An Algorithm with Optimal Dimension-Dependence for Zero-Order Nonsmooth Nonconvex Stochastic Optimization

TL;DR

This paper introduces a new zero-order stochastic optimization algorithm for nonsmooth, nonconvex functions that achieves the optimal dimension dependence and convergence rate, improving upon previous methods.

Contribution

It provides the first algorithm with optimal dimension dependence for zero-order nonsmooth nonconvex stochastic optimization, resolving an open problem.

Findings

Achieves complexity $O(d delta^{-1} epsilon^{-3})$, optimal in dimension and accuracy.

Proves nonsmooth optimization is as easy as smooth in the stochastic zero-order setting.

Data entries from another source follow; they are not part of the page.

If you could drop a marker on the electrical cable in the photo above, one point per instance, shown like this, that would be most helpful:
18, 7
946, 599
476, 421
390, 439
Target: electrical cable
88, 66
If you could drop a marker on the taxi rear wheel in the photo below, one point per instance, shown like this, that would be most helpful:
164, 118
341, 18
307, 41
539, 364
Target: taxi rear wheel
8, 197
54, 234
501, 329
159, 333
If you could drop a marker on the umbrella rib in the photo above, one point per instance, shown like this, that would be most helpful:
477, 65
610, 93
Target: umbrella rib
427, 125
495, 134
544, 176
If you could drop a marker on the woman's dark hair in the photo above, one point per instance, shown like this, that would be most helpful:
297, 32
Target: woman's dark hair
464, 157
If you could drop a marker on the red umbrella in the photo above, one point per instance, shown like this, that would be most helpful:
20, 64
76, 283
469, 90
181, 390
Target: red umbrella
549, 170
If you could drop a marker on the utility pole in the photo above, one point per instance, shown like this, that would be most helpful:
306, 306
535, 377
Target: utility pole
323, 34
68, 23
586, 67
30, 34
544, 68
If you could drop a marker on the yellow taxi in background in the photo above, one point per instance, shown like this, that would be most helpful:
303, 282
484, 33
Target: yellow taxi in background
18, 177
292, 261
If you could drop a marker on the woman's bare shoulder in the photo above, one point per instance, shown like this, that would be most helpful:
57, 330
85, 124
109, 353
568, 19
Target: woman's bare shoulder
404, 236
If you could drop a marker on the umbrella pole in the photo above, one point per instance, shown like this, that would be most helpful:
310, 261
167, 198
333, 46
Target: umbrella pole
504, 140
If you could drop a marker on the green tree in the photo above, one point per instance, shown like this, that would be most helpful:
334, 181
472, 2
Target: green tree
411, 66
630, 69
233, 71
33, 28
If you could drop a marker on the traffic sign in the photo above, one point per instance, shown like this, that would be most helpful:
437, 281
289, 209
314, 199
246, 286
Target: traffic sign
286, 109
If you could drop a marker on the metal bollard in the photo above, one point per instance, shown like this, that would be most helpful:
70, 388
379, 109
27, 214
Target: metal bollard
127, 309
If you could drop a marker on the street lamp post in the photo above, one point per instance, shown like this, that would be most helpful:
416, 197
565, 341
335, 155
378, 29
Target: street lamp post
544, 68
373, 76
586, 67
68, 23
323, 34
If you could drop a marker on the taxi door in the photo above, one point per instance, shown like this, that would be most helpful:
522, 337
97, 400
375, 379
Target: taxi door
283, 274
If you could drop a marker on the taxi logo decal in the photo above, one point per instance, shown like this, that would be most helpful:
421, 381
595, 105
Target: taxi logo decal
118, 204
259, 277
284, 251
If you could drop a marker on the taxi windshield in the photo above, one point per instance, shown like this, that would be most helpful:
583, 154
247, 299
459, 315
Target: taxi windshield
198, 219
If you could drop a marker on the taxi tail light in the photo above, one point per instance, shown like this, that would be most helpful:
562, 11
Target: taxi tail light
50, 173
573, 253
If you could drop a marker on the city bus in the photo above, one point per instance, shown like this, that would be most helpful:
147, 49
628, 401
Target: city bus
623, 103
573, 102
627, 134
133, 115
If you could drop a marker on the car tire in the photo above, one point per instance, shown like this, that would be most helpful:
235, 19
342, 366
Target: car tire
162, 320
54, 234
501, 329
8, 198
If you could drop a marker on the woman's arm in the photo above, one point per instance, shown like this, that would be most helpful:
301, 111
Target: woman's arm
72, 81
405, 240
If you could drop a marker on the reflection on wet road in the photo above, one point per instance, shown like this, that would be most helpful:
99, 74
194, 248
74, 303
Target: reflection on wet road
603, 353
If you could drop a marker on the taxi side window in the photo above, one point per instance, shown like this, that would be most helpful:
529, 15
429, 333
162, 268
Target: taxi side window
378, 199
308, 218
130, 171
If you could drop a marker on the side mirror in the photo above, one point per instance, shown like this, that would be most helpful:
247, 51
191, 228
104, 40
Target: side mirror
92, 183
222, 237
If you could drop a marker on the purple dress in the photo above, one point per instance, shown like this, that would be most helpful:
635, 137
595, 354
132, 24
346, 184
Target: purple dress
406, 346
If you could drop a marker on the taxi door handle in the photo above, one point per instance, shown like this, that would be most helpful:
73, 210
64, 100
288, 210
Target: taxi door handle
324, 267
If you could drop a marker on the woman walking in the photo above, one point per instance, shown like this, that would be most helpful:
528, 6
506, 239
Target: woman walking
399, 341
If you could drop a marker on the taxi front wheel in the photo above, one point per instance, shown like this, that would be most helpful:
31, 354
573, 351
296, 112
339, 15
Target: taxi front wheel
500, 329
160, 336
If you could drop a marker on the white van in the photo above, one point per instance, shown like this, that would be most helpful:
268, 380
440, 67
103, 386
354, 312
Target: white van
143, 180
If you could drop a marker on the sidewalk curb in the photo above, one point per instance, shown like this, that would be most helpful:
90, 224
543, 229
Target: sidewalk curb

Provides algorithms with convergence guarantees in expectation and high probability.

Abstract

We study the complexity of producing $(\delta,\epsilon)$-stationary points of Lipschitz objectives which are possibly neither smooth nor convex, using only noisy function evaluations. Recent works proposed several stochastic zero-order algorithms that solve this task, all of which suffer from a dimension-dependence of $\Omega(d^{3/2})$ where $d$ is the dimension of the problem, which was conjectured to be optimal. We refute this conjecture by providing a faster algorithm that has complexity $O(d\delta^{-1}\epsilon^{-3})$, which is optimal (up to numerical constants) with respect to $d$ and also optimal with respect to the accuracy parameters $\delta,\epsilon$, thus solving an open question due to Lin et al. (NeurIPS'22). Moreover, the convergence rate achieved by our algorithm is also optimal for smooth objectives, proving that in the nonconvex stochastic zero-order setting, nonsmooth optimization is as easy as smooth optimization. We provide algorithms that achieve the aforementioned convergence rate in expectation as well as with high probability. Our analysis is based on a simple yet powerful lemma regarding the Goldstein-subdifferential set, which allows utilizing recent advancements in first-order nonsmooth nonconvex optimization.